Information Theory#

The information_theory component calculates information theoretic measures derived from the text. These include:

  • {doc/span}._.entropy: the Shannon entropy of the text using the token.prob as the probability of each token. Entropy is defined as \(H(X) = -\sum_{i=1}^n p(x_i) \log_e p(x_i)\). Where \(p(x_i)\) is the probability of the token \(x_i\).

  • {doc/span}._.perplexity: the perplexity of the text. Perplexity is a measurement of how well a probability distribution or probability model predicts a sample. Perplexity is defined as \(PPL(X) = e^{-H(X)}\), where \(H(X)\) is the entropy of the text.

  • {doc/span}._.per_word_perplexity: The perplexity of the text, divided by the number of words. Can be considered the length-normalized perplexity.

These information theoretic measures are for example often used to describe the complexity of a text. The higher the entropy, the more complex the text is. Similarly, one could imagine filtering text based on the per-word perplexity given the assumption that highly surprising text are in fact non-coherent text pieces.

Note

The information theory components require an available lexeme prop table from spaCy which is not available for all languages. A warning will be raised and values set to np.nan if the table cannot be found for the language.

Usage#

import spacy
from textdescriptives as td
nlp = spacy.load("en_core_web_lg")
nlp.add_pipe("textdescriptives/information_theory")

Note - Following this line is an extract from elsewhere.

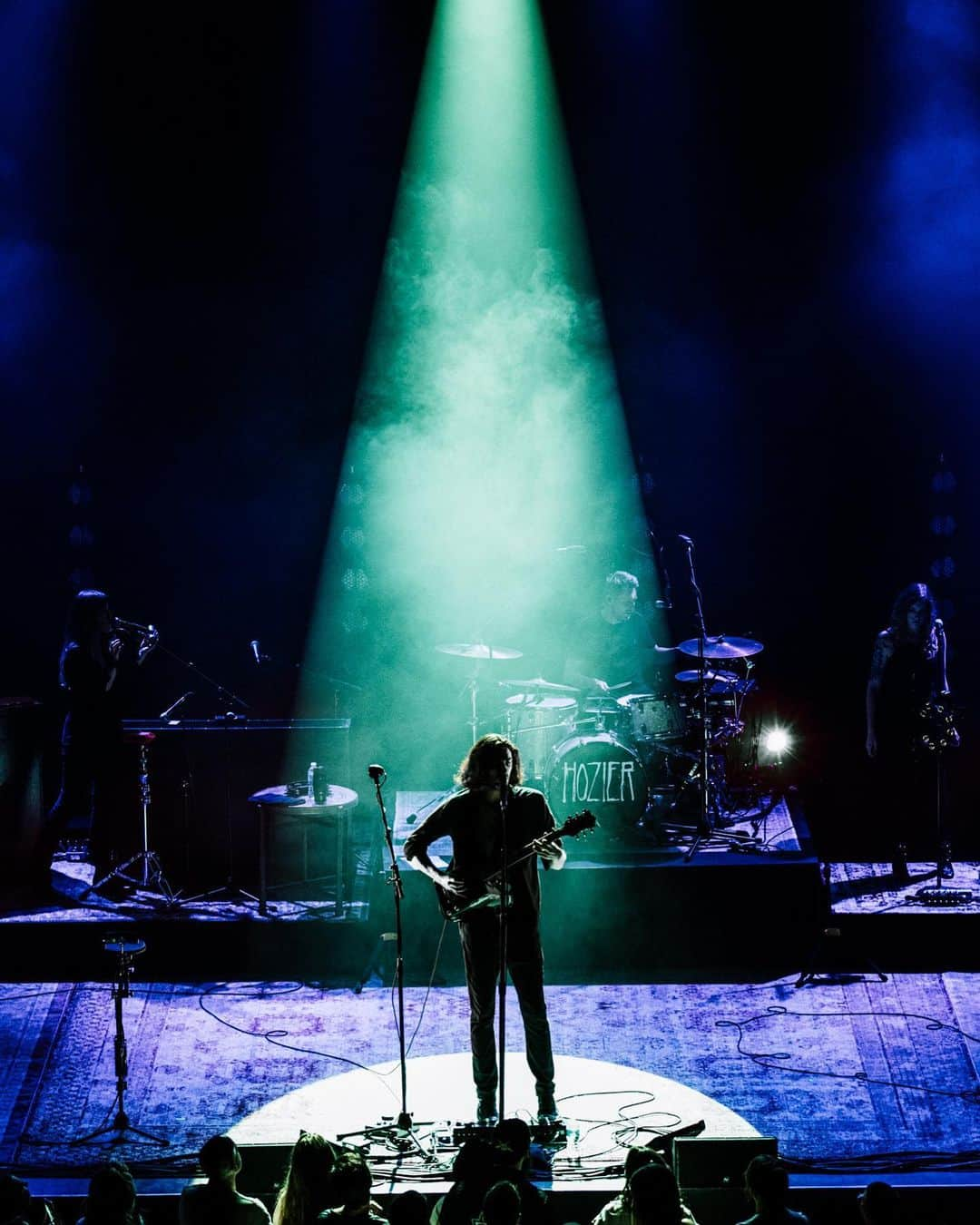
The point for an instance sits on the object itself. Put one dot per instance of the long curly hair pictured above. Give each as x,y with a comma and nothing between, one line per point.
480,767
308,1187
898,620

doc = nlp("This is a simple text")

# extract perplexity
doc._.perplexity

# extract entropy
doc._.entropy

# extract all metrics to a dataframe
td.extract_df(doc)

text

entropy

perplexity

per_word_perplexity

0

This is a very likely sentence.

0.288195

1.334017

0.190574


Component#

textdescriptives.components.information_theory.create_information_theory_component(nlp: Language, name: str) InformationTheory[source]#

Allows the InformationTheory component to be added to the spaCy pipeline using the command: nlp.add_pipe(‘textdescriptives/information_theory’)

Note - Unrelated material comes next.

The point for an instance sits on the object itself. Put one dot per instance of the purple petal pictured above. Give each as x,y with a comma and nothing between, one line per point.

It also set the following attributes on the document and span:

  • {Doc/Span}._.entropy: The shannon entropy of the document.

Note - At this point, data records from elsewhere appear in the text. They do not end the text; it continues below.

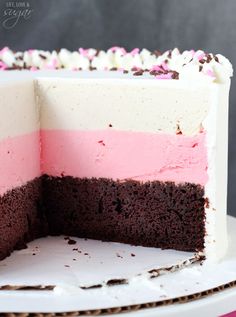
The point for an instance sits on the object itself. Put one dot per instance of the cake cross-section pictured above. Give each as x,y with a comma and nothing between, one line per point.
125,147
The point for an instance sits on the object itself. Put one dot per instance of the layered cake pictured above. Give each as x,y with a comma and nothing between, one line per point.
119,146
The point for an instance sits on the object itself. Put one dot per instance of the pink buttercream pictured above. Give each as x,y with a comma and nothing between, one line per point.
3,66
134,51
164,76
19,160
124,155
4,49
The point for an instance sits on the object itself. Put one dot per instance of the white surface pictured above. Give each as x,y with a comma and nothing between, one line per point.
186,63
130,105
216,125
137,105
18,112
68,297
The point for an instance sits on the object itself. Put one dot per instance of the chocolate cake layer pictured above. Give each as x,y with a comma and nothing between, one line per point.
153,214
21,217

  • {Doc/Span}._.perplexity: The perplexity of the document.

  • {Doc/Span}._.per_word_perplexity: The per word perplexity of the document.

  • {Doc/Span}._.information_theory: A dictionary with the

    keys: entropy, perplexity, and per_word_perplexity.

Parameters:
  • nlp (-) – The spaCy Language object.

  • name (-) – The name of the component.

Example

>>> import spacy
>>> import textdescriptives as td
>>> nlp = spacy.blank('en')
>>> nlp.add_pipe('textdescriptives/information_theory')
>>> doc = nlp('This is a sentence.')
>>> doc._.information_theory
{'entropy': ...